With age, the risk of developing many cancers rises, whether or not you’ve been diagnosed before. Unfortunately, many cancer survivors are not as vigilant as they should be about screenings. Surprisingly, their oncologists may not be urging the right tests either. “Health-care professionals can get so focused on the one cancer that they forget about all the others,” says Christine Hill-Kayser, MD, radiation oncologist at the University of Pennsylvania. The University of Florida reported in July that 20 to 30 percent of well-insured survivors don’t get even the standard tests recommended by the U.S. Preventive Services Task Force.

What you can do: Develop a survivorship plan with your physicians; the plan should outline your risks, recommend preventive measures, and include a schedule for medical screenings so that if you do develop another cancer, it can be treated early. For anyone who finished treatment without a written plan, a do-it-yourself version is available at livestrongcareplan.org, created by Dr. Hill-Kayser and colleagues for the University of Pennsylvania’s oncolink.org.

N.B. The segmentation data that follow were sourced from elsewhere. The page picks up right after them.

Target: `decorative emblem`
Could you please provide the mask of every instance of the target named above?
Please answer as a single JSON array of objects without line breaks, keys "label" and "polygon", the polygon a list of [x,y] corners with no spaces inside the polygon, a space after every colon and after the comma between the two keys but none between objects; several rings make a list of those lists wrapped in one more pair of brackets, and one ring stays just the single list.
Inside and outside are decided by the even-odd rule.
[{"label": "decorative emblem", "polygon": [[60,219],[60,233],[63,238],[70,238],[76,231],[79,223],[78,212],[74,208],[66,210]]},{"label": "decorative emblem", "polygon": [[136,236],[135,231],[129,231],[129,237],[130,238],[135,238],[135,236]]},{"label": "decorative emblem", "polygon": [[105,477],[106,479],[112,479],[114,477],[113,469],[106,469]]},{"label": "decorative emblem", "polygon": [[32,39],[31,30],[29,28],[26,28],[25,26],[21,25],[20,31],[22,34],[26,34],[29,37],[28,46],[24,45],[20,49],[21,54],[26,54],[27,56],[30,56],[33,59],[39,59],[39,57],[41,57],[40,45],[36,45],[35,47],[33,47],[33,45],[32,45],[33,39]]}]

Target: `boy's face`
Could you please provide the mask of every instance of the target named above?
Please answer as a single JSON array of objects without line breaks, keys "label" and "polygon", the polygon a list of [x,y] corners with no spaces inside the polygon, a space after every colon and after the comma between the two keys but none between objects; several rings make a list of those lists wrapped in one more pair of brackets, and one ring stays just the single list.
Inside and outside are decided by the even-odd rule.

The site will prompt you for information (type of cancer, treatment details) and then provide recommendations from professional organizations for second-cancer monitoring.

“Second cancers may be on the upswing, but the news isn’t all bad.”

More than 12 million Americans are cancer survivors—four times the number from the early 1970s. “It’s really important to understand the tremendous advances that have been made. Second cancers are a substantial clinical and public health problem now because people are living so much longer after first cancers. It’s an adverse consequence of a real success story,” says Lindsay Morton, PhD, investigator in the division of cancer epidemiology and statistics at the National Cancer Institute.